Mais comme la couleur de la soudure differe de celle du cuivre, pour l’empêcher de paroître on a une eau rousse épaisse, faite de terre de potier & de soufre, détrempés avec de la biere, qu’on applique sur la soudure ; ensuite on remet au feu, qui rend au tout une couleur si égale, qu’il faut être du métier pour découvrir ce défaut, sur-tout après que l’ouvrage a été frotté avec des bouchons d’étoffe imbibés d’eau & de poussiere ramassée sur le plancher même de l’attelier. D’ailleurs, soit par économie, soit par propreté, soit pour pallier les défauts, après qu’on a battu les pieces on les passe au tour.
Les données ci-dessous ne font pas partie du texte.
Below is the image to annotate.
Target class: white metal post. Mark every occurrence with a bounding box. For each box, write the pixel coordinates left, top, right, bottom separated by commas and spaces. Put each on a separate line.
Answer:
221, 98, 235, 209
Ce tour n’a rien de particulier ; c’est celui des potiers d’étain. Deux poupées contiennent un arbre garni d’un rouet de poulie, sur laquelle passe une corde sans fin, qui va s’envelopper aussi sur une grande roue, qui se meut par une manivelle. Le bout de l’arbre qui tient à la poupée est en pointe ; l’autre bout porte un plateau rond & un peu concave, sur lequel on fixe le fond du chauderon par une piece destinée à cet usage, dont la grande barre est concave.